Another eight years went by before the next travesty at Veterans Stadium. In another terrible season in 1997, the team was wrongfully showcased against the San Francisco 49ers on Monday Night Football. The team lost 24-12, and the "future," Bobby Hoying, saw his first action.
But what will always be remembered is that a maniacal fan shot off a flare gun in the stands.
That set forth what may officially make Eagles fans notorious. In 1998, the team installed a court and jail under the stadium run by Judge Seamus McCaffery. The fans had been so unruly that the team decided to arrest, imprison and try their fans under the stadium.
Extending the three-year run of dominance on the notorious fan charts, the Eagles had two incidents in 1999.
They started with what is probably the second-most beloved story for Philadelphia haters—the booing of Donovan McNabb at the draft. In all fairness, the fans wanted college-football-great Ricky Williams; they were going to boo no matter who was picked. They ended up being wrong, but it wasn't personal against Donovan.

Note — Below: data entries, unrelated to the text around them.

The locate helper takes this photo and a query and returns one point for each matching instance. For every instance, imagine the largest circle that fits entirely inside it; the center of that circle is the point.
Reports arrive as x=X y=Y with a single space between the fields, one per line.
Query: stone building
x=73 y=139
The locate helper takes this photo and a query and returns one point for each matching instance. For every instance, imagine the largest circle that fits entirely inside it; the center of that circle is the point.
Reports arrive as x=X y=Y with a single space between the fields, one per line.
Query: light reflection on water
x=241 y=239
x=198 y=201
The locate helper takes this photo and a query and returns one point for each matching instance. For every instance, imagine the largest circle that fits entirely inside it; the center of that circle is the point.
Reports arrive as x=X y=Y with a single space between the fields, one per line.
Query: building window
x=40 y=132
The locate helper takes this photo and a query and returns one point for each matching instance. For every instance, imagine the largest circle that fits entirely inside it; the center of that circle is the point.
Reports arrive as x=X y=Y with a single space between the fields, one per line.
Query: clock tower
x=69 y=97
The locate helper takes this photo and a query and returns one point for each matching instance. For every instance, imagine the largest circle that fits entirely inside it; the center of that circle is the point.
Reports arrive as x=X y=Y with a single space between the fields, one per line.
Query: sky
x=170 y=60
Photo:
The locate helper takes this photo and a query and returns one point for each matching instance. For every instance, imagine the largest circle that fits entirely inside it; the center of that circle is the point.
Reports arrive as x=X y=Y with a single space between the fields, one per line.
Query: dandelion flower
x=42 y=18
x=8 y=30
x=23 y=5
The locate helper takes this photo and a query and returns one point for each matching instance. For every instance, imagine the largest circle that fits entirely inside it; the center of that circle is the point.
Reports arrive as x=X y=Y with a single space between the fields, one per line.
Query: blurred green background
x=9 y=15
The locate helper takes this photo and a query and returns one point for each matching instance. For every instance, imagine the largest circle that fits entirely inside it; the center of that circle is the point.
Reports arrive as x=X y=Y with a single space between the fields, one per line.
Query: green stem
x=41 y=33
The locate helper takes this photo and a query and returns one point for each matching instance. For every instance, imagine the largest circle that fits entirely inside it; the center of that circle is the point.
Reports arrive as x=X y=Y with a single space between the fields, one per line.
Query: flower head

Then, eight months later, on that atrocious Veterans Stadium turf, Michael Irvin suffered the neck injury that ultimately ended his career. His face mask was removed from his helmet; his neck was immobilized, and he was carted off the field.
In the midst off all this, Eagles fans incessantly booed. They booed for what seemed like minutes. Only it wasn't minutes, and they weren't booing Irvin. They were booing Deion Sanders, who was doing a ridiculous and disrespectful dance over Irvin's prone body.
As far as national-level incidents, that's it.
It seems like a lot, but honestly, stuff like this happens everywhere. Eagles fans are not the most notorious in the league just for these events that have been etched in the NFL's collective memory.
They are the most notorious because they love their team. They love their team like a family member.
Loving a team like a family member will often lead to a lot of anger—the type of anger you can only feel toward a loved one who has let you down or disappointed you. What most people outside of Philadelphia don't realize is that the Eagles have let down their fans more than most.
Eagles fans feel tortured. First by an organization that was a laughingstock in the second half of the 1960s through the 70s. Then through the Buddy Ryan era which yielded zero playoff wins. Then there was the Rich Kotite era which was an embarrassment and also coincided with the owner letting players like Reggie White, Seth Joyner and Eric Allen just walk away.
Now is the Jeffrey Lurie regime with Andy Reid, Joe Banner and Howie Roseman at the helm. This particular version of the Eagles organization has tested the fan base like no other. They have teased and taunted with a run of great success in the first part of the last decade, only to see it wane and waver over the last seven years.
They treat the fans as if they are customers and nothing more. That makes this group resentful because Philadelphians are actually more prone to love than to hate. Philadelphians wear their hearts on their sleeves, and they hate to have them broken.
Many people think Philadelphia is a city full of belligerent thugs, but in truth, it is filled with people who are emotional and who love to love. They love their Eagles, and they will go down with the ship.
Lurie, Reid and Banner will all be gone someday, but Philadelphians will be there forever.
To some, they may be known as the most notorious fans in football. To some, they may be known as lame brains. To some, they may be nothing but a bunch of disgusting pigs.
But to me, they are simply the best fans in all of sports.
We love our Eagles, and we just want our Eagles to love us back.